Acad Emerg Med. 2008 Sep;15(9):866-9. doi: 10.1111/j.1553-2712.2008.00205.x.
Despite little empiric evidence, mechanical ventilation (MV) in the setting of salicylate poisoning is considered by many to be harmful. When salicylate-poisoned patients are ventilated at conventional settings, the respiratory alkalosis is abolished, more salicylate is able to pass into the central nervous system (CNS), and neurotoxicity worsens. The objective of this study was to identify a relationship between MV, acidosis, and outcome in salicylate-poisoned patients.
The authors electronically searched a poison control center (PCC) database (2001-2007) for patients with salicylate poisoning, defined as a serum concentration > 50 mg/dL, who had MV listed as a therapy. For the 7-year study period, a total of 3,144 salicylate-poisoning cases were identified. Eleven patients met the inclusion criteria of having both salicylate concentrations > 50 mg/dL and required MV; only 7 of them had post-MV data available.
In all seven patients with post-MV blood gas data, the post-MV pH was < 7.4. In five of six patients with recorded PCO2, the post-MV PCO2 was > 50 mm Hg. Two of the seven patients in the study group died following intubation (two patients died within 3 hours [serum salicylate concentrations, 85 and 79 mg/dL, respectively]). Another patient sustained severe neurologic injury (serum salicylate concentration, 84 mg/dL). The other four patients were ultimately discharged home. In the three patients with the worst clinical outcome, deterioration was reported within hours of intubation.

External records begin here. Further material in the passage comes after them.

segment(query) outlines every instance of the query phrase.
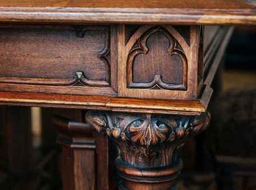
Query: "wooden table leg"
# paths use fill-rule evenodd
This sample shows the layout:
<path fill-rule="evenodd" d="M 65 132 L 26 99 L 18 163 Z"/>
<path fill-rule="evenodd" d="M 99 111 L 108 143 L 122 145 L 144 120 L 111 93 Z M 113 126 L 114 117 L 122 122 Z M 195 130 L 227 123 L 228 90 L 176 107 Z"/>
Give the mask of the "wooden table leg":
<path fill-rule="evenodd" d="M 179 148 L 208 127 L 209 112 L 199 116 L 88 111 L 88 124 L 117 145 L 120 189 L 175 189 L 182 167 Z"/>
<path fill-rule="evenodd" d="M 54 116 L 62 148 L 63 189 L 95 189 L 94 139 L 89 125 Z"/>
<path fill-rule="evenodd" d="M 28 174 L 33 167 L 31 108 L 6 108 L 8 172 L 12 175 Z"/>

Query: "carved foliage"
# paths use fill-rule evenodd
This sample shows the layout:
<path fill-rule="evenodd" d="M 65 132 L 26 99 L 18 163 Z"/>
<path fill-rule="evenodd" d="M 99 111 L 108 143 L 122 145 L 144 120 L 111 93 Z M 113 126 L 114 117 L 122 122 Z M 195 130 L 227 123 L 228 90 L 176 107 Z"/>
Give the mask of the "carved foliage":
<path fill-rule="evenodd" d="M 167 57 L 162 55 L 161 53 L 160 53 L 160 52 L 162 51 L 159 51 L 158 53 L 151 52 L 150 50 L 149 49 L 149 48 L 147 46 L 147 42 L 149 39 L 153 36 L 154 34 L 157 34 L 158 32 L 163 36 L 162 37 L 167 38 L 168 39 L 168 44 L 167 44 L 167 49 L 164 50 L 164 51 L 166 51 L 166 54 L 167 55 Z M 153 45 L 156 45 L 156 43 L 159 42 L 158 41 L 159 40 L 159 38 L 156 39 L 156 40 L 157 41 L 156 41 L 156 42 L 153 43 Z M 160 46 L 158 48 L 161 48 L 161 46 L 162 46 L 164 45 L 166 45 L 160 44 Z M 157 50 L 159 49 L 158 48 L 156 47 Z M 154 77 L 153 80 L 150 82 L 136 81 L 138 79 L 136 78 L 134 78 L 134 72 L 139 72 L 139 73 L 141 73 L 142 72 L 141 70 L 138 71 L 139 69 L 137 69 L 138 68 L 136 68 L 136 69 L 134 68 L 134 64 L 135 63 L 136 64 L 139 64 L 138 66 L 141 66 L 140 65 L 141 63 L 136 63 L 137 58 L 138 58 L 140 54 L 145 54 L 144 55 L 145 56 L 147 56 L 147 54 L 149 53 L 154 54 L 155 55 L 150 56 L 149 58 L 150 60 L 143 59 L 143 64 L 145 64 L 145 63 L 147 63 L 148 61 L 149 63 L 147 64 L 149 66 L 149 65 L 153 65 L 153 68 L 154 68 L 153 70 L 156 69 L 156 70 L 149 70 L 150 72 L 155 72 Z M 160 57 L 155 58 L 158 56 L 159 56 Z M 168 58 L 168 56 L 173 56 L 173 58 L 174 59 L 170 59 L 171 57 Z M 153 63 L 152 61 L 159 62 Z M 166 63 L 166 61 L 167 63 Z M 180 64 L 181 64 L 181 65 L 180 65 Z M 181 70 L 183 71 L 183 72 L 180 74 L 177 73 L 178 70 L 175 69 L 175 66 L 170 68 L 170 66 L 168 66 L 168 64 L 170 65 L 176 65 L 177 68 L 179 68 L 179 72 Z M 181 66 L 180 66 L 180 65 L 181 65 Z M 158 69 L 156 69 L 157 68 Z M 160 68 L 161 69 L 159 69 Z M 129 88 L 152 88 L 183 91 L 187 89 L 188 60 L 186 56 L 177 41 L 168 32 L 168 31 L 161 26 L 156 26 L 150 28 L 143 34 L 142 36 L 136 41 L 132 49 L 130 50 L 127 56 L 126 72 L 127 86 Z M 167 73 L 167 74 L 164 74 L 164 75 L 162 75 L 163 73 Z M 141 73 L 141 74 L 143 74 Z M 138 76 L 138 74 L 136 75 Z M 163 79 L 163 77 L 165 79 Z M 168 79 L 169 80 L 168 80 Z"/>
<path fill-rule="evenodd" d="M 122 159 L 142 166 L 170 165 L 175 149 L 188 137 L 208 125 L 208 112 L 199 116 L 126 113 L 88 111 L 86 122 L 98 132 L 106 132 L 117 144 Z"/>

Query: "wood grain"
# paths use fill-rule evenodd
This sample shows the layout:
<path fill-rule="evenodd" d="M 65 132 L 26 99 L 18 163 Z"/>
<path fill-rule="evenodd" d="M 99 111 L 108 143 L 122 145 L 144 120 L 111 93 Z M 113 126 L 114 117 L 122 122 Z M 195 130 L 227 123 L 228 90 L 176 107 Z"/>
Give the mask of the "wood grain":
<path fill-rule="evenodd" d="M 0 2 L 0 21 L 256 25 L 256 11 L 241 0 L 15 0 Z"/>
<path fill-rule="evenodd" d="M 3 92 L 0 92 L 0 104 L 184 115 L 198 115 L 205 111 L 198 100 L 158 100 Z"/>
<path fill-rule="evenodd" d="M 116 61 L 113 59 L 111 66 L 111 54 L 114 56 L 115 54 L 110 52 L 109 27 L 108 25 L 0 25 L 1 89 L 115 94 L 110 87 L 111 80 L 115 83 L 115 77 L 111 79 L 111 69 L 113 73 L 116 72 Z M 115 50 L 115 40 L 111 44 Z"/>
<path fill-rule="evenodd" d="M 190 32 L 188 32 L 189 37 L 186 37 L 186 39 L 190 39 L 189 45 L 187 41 L 184 37 L 184 33 L 181 35 L 171 26 L 162 25 L 159 27 L 155 25 L 143 25 L 134 32 L 129 41 L 126 43 L 125 25 L 120 25 L 118 44 L 118 96 L 169 99 L 196 99 L 197 98 L 196 92 L 199 29 L 198 26 L 191 26 Z M 140 59 L 138 61 L 139 65 L 138 66 L 135 65 L 136 59 L 134 60 L 134 57 L 136 56 L 135 58 L 137 58 L 140 54 L 145 57 L 149 56 L 147 55 L 148 54 L 150 54 L 150 49 L 145 46 L 145 44 L 148 43 L 150 39 L 147 37 L 144 39 L 144 35 L 147 37 L 150 36 L 151 33 L 153 35 L 156 32 L 156 30 L 157 31 L 159 30 L 163 32 L 166 36 L 169 36 L 168 38 L 169 44 L 167 44 L 171 48 L 173 45 L 173 49 L 169 48 L 168 51 L 166 49 L 166 53 L 168 53 L 170 51 L 169 56 L 163 56 L 163 54 L 159 53 L 159 45 L 156 45 L 155 42 L 154 45 L 157 46 L 156 49 L 157 51 L 153 53 L 153 55 L 152 56 L 154 58 L 153 59 L 152 56 L 150 58 L 143 58 L 142 60 Z M 147 39 L 148 40 L 145 42 Z M 140 42 L 140 40 L 142 42 Z M 138 41 L 139 43 L 136 44 Z M 166 44 L 162 43 L 161 45 L 164 46 L 164 48 L 166 46 Z M 183 66 L 183 70 L 181 73 L 177 72 L 177 69 L 173 69 L 173 66 L 164 68 L 164 65 L 167 65 L 172 66 L 177 65 L 179 68 L 181 68 L 180 59 L 174 59 L 175 62 L 172 63 L 170 62 L 170 59 L 168 58 L 170 56 L 173 56 L 172 55 L 173 53 L 181 59 L 181 65 Z M 173 61 L 173 59 L 171 61 Z M 162 69 L 158 69 L 159 65 L 161 64 L 163 65 L 163 68 L 167 69 L 164 72 L 163 72 L 164 70 L 163 68 Z M 153 66 L 153 65 L 156 65 L 156 66 Z M 175 68 L 174 67 L 174 68 Z M 181 75 L 177 76 L 179 73 Z M 134 75 L 134 74 L 135 76 Z M 148 79 L 146 83 L 134 82 L 134 80 L 138 80 L 135 77 L 140 76 L 139 79 L 145 80 L 147 79 L 147 77 L 150 75 L 154 75 L 154 78 L 152 82 L 148 82 Z M 163 78 L 162 75 L 163 75 Z M 177 77 L 173 78 L 173 75 Z M 143 76 L 144 78 L 141 78 Z M 179 78 L 182 83 L 181 84 L 175 84 L 175 82 L 179 83 L 179 81 L 175 81 L 177 80 L 176 78 Z M 168 83 L 170 80 L 172 80 L 173 83 Z M 156 87 L 158 88 L 156 89 L 154 88 Z M 160 87 L 160 89 L 159 87 Z M 150 88 L 152 88 L 150 89 Z"/>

Inadequate MV of patients with salicylate poisoning is associated with respiratory acidosis, acidemia, and clinical deterioration in this series of cases. This supports warnings about the danger of improper MV in patients with salicylate poisoning. A prospective study should be performed.
尽管缺乏实证依据,但许多人认为水杨酸盐中毒患者进行机械通气(MV)有害。当水杨酸盐中毒患者在传统设置下进行通气时,呼吸性碱中毒被消除,更多的水杨酸盐能够进入中枢神经系统(CNS),神经毒性恶化。本研究的目的是确定MV、酸中毒与水杨酸盐中毒患者预后之间的关系。
作者通过电子方式检索了一个毒物控制中心(PCC)数据库(2001 - 2007年),查找血清浓度>50mg/dL且将MV列为治疗方法的水杨酸盐中毒患者。在7年的研究期间,共识别出3144例水杨酸盐中毒病例。11例患者符合水杨酸盐浓度>50mg/dL且需要MV的纳入标准;其中只有7例有MV后的可用数据。
在所有7例有MV后血气数据的患者中,MV后的pH值<7.4。在记录了PCO2的6例患者中的5例中,MV后的PCO2>50mmHg。研究组的7例患者中有2例在插管后死亡(2例分别在3小时内死亡[血清水杨酸盐浓度分别为85和79mg/dL])。另1例患者遭受严重神经损伤(血清水杨酸盐浓度为84mg/dL)。其他4例患者最终出院回家。在临床结局最差的3例患者中,在插管数小时内就报告了病情恶化。
在这一系列病例中,水杨酸盐中毒患者的MV不足与呼吸性酸中毒、酸血症和临床恶化相关。这支持了关于水杨酸盐中毒患者不当MV危险的警告。应进行前瞻性研究。